Debout la République : La vrai solidarité

LA VRAIE SOLIDARITE : AIDER LA GRECE A SORTIR DE L’EURO

L’annonce par le gouvernement français qu’il pourrait engager jusqu’à 6,3 milliards d’euros pour sauver la Grèce du défaut de paiement contraste violemment avec les sempiternelles restrictions imposées au citoyen : budget dérisoire pour la justice, suppressions de postes dans l’Education Nationale, fermeture ou privatisation des services publics, ouverture à la concurrence, etc… Ainsi notamment, la politique de non-remplacement d’un fonctionnaire sur deux partant à la retraite permet d’économiser à peine 500 millions d’euros par an, mais au prix d’une désertion de l’Etat très coûteuse dans ses répercussions !

Comme lors de la crise bancaire, on a de nouveau le sentiment que la puissance publique s’empresse de délier  les cordons de la bourse pour voler au secours d’un système pervers qui nourrit les problèmes plus qu’il ne les résout, et qui ne profite qu’à quelques-uns.

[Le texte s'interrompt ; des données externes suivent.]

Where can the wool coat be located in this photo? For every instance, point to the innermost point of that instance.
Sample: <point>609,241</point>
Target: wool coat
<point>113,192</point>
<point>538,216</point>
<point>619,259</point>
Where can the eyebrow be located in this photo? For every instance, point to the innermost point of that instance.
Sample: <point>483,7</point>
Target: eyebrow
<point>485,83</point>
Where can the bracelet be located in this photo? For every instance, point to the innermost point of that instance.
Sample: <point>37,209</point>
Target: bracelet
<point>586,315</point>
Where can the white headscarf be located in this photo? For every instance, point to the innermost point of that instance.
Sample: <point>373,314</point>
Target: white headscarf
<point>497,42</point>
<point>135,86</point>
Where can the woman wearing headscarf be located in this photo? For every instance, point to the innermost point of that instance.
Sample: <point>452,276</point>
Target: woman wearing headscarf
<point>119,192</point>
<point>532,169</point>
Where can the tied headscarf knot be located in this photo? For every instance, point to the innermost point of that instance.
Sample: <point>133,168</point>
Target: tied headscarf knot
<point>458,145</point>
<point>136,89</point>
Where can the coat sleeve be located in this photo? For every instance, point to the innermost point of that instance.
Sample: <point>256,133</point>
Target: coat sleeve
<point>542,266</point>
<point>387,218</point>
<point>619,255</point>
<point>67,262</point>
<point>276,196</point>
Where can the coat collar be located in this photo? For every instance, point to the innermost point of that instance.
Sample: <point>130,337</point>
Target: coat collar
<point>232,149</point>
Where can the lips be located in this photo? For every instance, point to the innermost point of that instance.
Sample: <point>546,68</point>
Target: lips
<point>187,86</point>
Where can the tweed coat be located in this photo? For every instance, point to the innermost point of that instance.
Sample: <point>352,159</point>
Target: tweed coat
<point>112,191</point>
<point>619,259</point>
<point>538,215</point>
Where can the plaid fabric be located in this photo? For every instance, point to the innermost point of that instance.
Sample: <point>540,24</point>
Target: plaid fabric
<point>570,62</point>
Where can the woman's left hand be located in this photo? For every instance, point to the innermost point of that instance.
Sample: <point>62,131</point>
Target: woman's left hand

Le cas du prêt accordé par les pays de l’UE à la Grèce ne fait malheureusement pas exception : en cherchant à sauver la monnaie unique à coup de milliards d’euros, les pays de l’eurozone – la France en tête – ne font rien d’autre qu’administrer de la morphine a un patient particulièrement mal en point : l’euro.

L’Etat agit donc de la même manière que les Danaïdes du mythe grec s’efforçaient en vain de remplir des tonneaux percés. On ferait mieux  d’acter une fois pour toutes, avant qu’il ne soit trop tard, que ce système, fondé sur la négation des économies nationales avec leurs spécificités, c’est-à-dire de la réalité elle-même, est insensé et suicidaire.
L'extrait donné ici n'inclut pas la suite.